Sat. Dec 21st, 2024

Seventeen-year-old Marian Pannalossy cuts a striking figure wherever she goes in Archer’s Post, a small town 200 miles north of Nairobi. She lives alone and is light-skinned in a place where mixed-race people are a rarity and therefore ostracized.

“They call me ‘mzungu maskini,’ or a poor white girl,” she told CNN at her single-room house, a tremor in her voice. “They always say ‘Why are you here? Just look for connections so that you can go to your own people. You don’t belong here. You’re not supposed to be here suffering.’”

Marian believes that her father was a British soldier, but she has never met him. She does not even know his name.

Marian is among a group of mixed-race children whose mothers say they were conceived after rape by British soldiers training in Kenya. Her mother, Lydia Juma, was among hundreds of Kenyan women who filed complaints with the UK military over the years, as documented by Kenya’s human rights body.

“I don’t know why God is punishing me. I don’t understand,” Juma said through tears in a powerful  2011 documentary, ‘The Rape of the Samburu Women.’

Marian, aged four at the time, sat on her lap, sometimes hugging her mother as she wept and recounted how she was violated and the suffering she had endured since.  
 
Juma’s live-in boyfriend, with whom she had two older children, left her after she gave birth to Marian, a mixed-race child, because rape is a taboo in their culture. “The moment he saw that the child is ‘white,’ he went, and he went forever,” she said in the film.

Abandoned children

Kenyan women say they continue to struggle for recognition even for children conceived in consensual relationships with British soldiers.

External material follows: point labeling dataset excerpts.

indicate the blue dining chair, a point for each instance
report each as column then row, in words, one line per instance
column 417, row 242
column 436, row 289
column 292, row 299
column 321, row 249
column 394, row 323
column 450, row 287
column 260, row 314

Generica Namoru, 28, says she started a consensual relationship in 2017 with a soldier while she worked at the BATUK headquarters in Nanyuki.

“He went back to the UK when I was two months pregnant. He is the one that chose her name when she was born,” she told CNN.

Namoru says the soldier sent his passport and other personal information for the newborn’s birth certificate. Her daughter Nicole, five, bears his last name, she told CNN, but he has never supported her. Namoru is unemployed and has to “hustle” for her and Nicole’s upkeep by selling fresh water in the semi-arid town where they live.

“I’m a woman with a ‘white’ child. It’s not easy for my family especially because a child is expensive,” she said, pointing out that Nicole has no health insurance nor a permanent home. “She’s suffering for no reason. I want him to take care of her education, health and shelter. Nothing else.”

In the meantime, Kabui the lawyer and his team have set up a crowdfunding campaign to support Marian, Nicole, and other “abandoned children of British Army soldiers in Kenya with education and legal fees,” he told CNN.

Namoru says that she has tried without success to get the Kenyan or British governments to locate her ex-boyfriend and compel him to take financial responsibility for his daughter.

The British High Commission in Nairobi told CNN that it cooperates with local child support authorities in paternity claims. Neither Nicole nor Marian have UK citizenship even though they qualify if they can prove their fathers are English.

“It’s not like these kids are looking for a free ticket to the UK. We’re just saying that they deserve to get parental care from their fathers that every child deserves,” Mutugi of the Human Rights Commission said, claiming that the British government had shown no interest in resolving the cases.

“These children deserve British citizenship. They’re British kids. Their fathers were British!” Mutugi said.